Caravaggio. Lute player, version from the Hermitage
Paintings

Painting by Caravaggio Lute Player

Caravaggio. Lute player, version from the Hermitage
Caravaggio. Lute player, version from the Hermitage

The Lute Player painting greets the viewer with a languid smile in two of the largest museums in the world at once – in the Russian Hermitage and in the New York Metropolitan. Visitors to the medieval Badminton House estate located in Gloucestershire (Great Britain) can also admire the painting “The Lute Player” by Caravaggio. Why did the infamous painter paint three identical paintings and where is the first version of The Lute Player located?

Story

Until recently, the painting “Young Man with a Lute” from the Hermitage was considered the only author’s version, and the rest of the canvases were called copies. Recently it turned out that in fact Caravaggio personally wrote all three versions for different customers, and each of them had an interesting fate with a truly detective story. All the paintings depict a pretty young man playing the lute. The guy has thick brown hair, a soft smile and an enigmatic look. And only a few details indicate that all these are different versions of the same story.

Caravaggio painted his first painting, The Lute Player, in 1595, commissioned by Cardinal Francesco del Monte. For a long time it was assumed that Vincenzo Giustiniani bought the carina from del Monte. Documented information was found that the heirs of del Monte sold the canvas to the famous art lover Cardinal Antonio Barberini, from whose collection she then “migrated” to the collection of Daniel Wildenstein and to the Metropolitan Museum of Art.

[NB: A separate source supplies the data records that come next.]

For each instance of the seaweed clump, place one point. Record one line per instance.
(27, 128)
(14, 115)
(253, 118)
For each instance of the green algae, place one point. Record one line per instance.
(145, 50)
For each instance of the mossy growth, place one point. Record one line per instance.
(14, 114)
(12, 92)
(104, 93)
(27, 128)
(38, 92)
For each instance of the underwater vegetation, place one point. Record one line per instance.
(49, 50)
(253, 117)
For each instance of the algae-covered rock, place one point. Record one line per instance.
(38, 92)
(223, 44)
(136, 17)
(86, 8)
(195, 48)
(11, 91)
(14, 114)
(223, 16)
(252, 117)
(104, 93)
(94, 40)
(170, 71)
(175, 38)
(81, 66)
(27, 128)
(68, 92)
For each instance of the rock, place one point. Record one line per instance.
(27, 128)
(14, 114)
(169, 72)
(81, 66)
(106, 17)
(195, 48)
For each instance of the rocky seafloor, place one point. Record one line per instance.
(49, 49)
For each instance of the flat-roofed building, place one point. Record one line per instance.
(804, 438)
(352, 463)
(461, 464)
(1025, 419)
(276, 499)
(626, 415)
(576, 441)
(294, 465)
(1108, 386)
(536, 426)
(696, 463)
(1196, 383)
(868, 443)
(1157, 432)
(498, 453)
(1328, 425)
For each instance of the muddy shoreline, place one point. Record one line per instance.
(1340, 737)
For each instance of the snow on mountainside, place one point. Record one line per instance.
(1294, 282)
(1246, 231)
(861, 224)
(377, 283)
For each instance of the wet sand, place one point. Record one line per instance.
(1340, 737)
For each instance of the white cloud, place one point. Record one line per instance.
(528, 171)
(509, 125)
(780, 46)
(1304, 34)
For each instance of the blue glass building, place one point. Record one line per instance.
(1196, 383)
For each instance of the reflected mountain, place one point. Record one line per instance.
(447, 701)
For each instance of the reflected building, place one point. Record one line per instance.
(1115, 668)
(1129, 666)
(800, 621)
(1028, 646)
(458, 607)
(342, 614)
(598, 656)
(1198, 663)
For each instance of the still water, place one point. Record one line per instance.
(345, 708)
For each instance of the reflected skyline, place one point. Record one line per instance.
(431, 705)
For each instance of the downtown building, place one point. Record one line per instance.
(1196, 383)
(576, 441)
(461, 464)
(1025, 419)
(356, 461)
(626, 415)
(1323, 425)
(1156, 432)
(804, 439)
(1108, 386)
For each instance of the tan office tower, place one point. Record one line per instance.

Caravaggio. Lute Player, version from the Met
Caravaggio. Lute Player, version from the Met

Second painting Lute player

The painting, painted for Vincenzo Giustiniani, was sold by impoverished descendants at auction in 1808. Before the start of the auction, Emperor Alexander I turned to Dominique Vivant Denon, director of the Louvre, with a personal request to buy a masterpiece for the Hermitage collection, where it is located today. In this version of the painting, a curly-haired young man thoughtfully plucks the strings of an old lute. On the table are a violin and musical notes, fruits and a vase of flowers. If you look closely at the notes, you can read the melody “You know that I love you”, written by Jacob Arkadelt. On the version drawn for del Monte, the author drew a flute and a spinet near the violin, added a cage with a goldfinch to the background, and removed the flowers.

Caravaggio. Lute player. Fragment with notes
Caravaggio. Lute player. Fragment with notes

Third painting

The world learned about the third option only 19 years ago. In January 2001, the Sotheby’s auction house put up for auction a painting that completely repeats the plot of The Lute Player, written for Cardinal del Monte. After examining the canvas, art historians concluded that it was Caravaggio who worked on it. Since the painter left characteristic marks from the handle of the brush in the picture.